L’Italia è isolata? “Non vedo l’Italia isolata” risponde Moavero, però “l’Italia conta e aggrega quando presenta agli altri idee di qualità” come quando al Consiglio esteri dell’Unione Europea ha portato sul tavolo “proposte concrete per governare i flussi migratori che stanno ricevendo attenzione e sostegno”. E indica tre punti da tenere ben saldi rispetto “all’odierna fluidità delle relazioni internazionali”: l’Onu, come “foro di discussione per la pace”; il processo d’integrazione europea, quale “via maestra per il futuro dei popoli d’Europa”; la Nato e l’amicizia con gli Stati Uniti, quale “garanzia di sicurezza di fronte a rischi vecchi e nuovi”.
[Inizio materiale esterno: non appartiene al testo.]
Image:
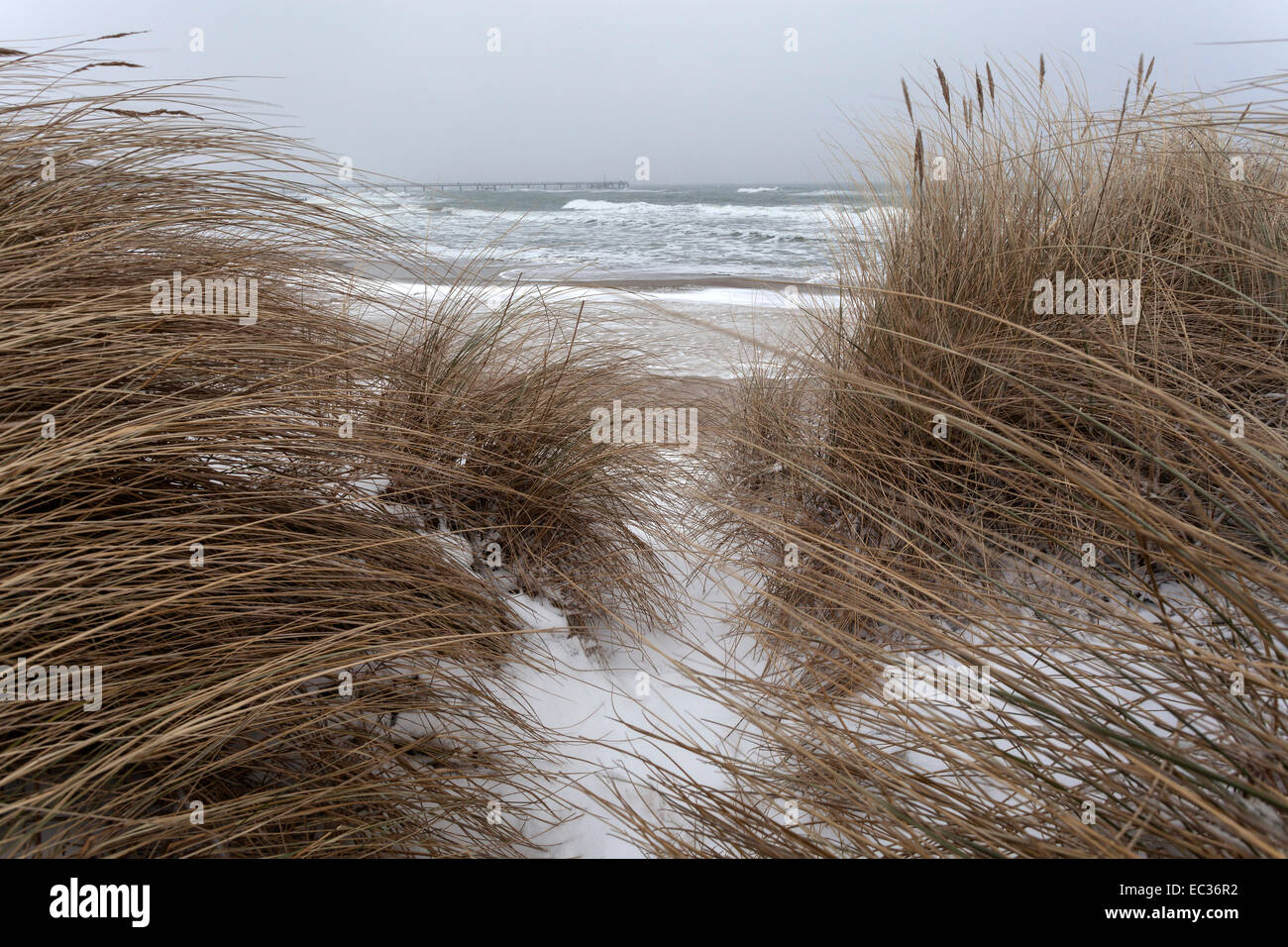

E a proposito dell’adesione del governo alla Via della Seta della Cina di qualche mese fa dice di non aver provato alcun disagio per quella scelta ma di essersi “semmai stupito per la percezione fuorviante dell’accordo stesso” anche se in verità dal proprio punto di vista “non ho mai avuto dubbi sulla netta precedenza da dare alla lealtà verso le alleanze dell’Italia e alla sua sicurezza, rispetto ai rapporti commerciali” puntualizza il capo della diplomazia.
Quanto all’Onu, il processo d’integrazione europea, la Nato e l’amicizia con gli Stati Uniti, il titolare della Farnesina li considera parte di una cornice multilaterale in crisi, tuttavia sostiene che oggi “organismi come il G7, l’Organizzazione mondiale del Commercio, l’Onu o la stessa Ue necessitano di riforme” e “occorre rinnovarli per rafforzarli”. Da qui il discorso sull’Africa e le rotte globali, che sono priorità insieme alla necessità di avere “un Mediterraneo finalmente stabilizzato e pacificato, senza conflitti, che divenga una zona economica di libero scambio e un’occasione enorme per no”.
Però Moavero negli ultimi quattordici mesi ha fatto parte di un governo tutt’altro che aperto ad una visione sulle prospettive sul mondo. Si è mai sentito incompatibile? Risposta del ministro: “Ho sempre lavorato proprio per prevenire o smussare quanto avrebbe potuto creare difficoltà. Di qui la necessità di operare il più sovente in silenzio, con lealtà, evitando la ribalta dichiaratoria e i battibecchi”. Come dire? Il silenzio giova, tanto più che “affinità o contrasti politici in Europa ci sono sempre stati e cresceranno con l’europeizzarsi dell’arena politica”, sostiene il ministro, “ma le regole restano le stesse ed è corretto attendersi dalle istituzioni Ue linee d’azione, valutazioni e decisioni assolutamente conformi ai loro doveri di indipendenza” conclude.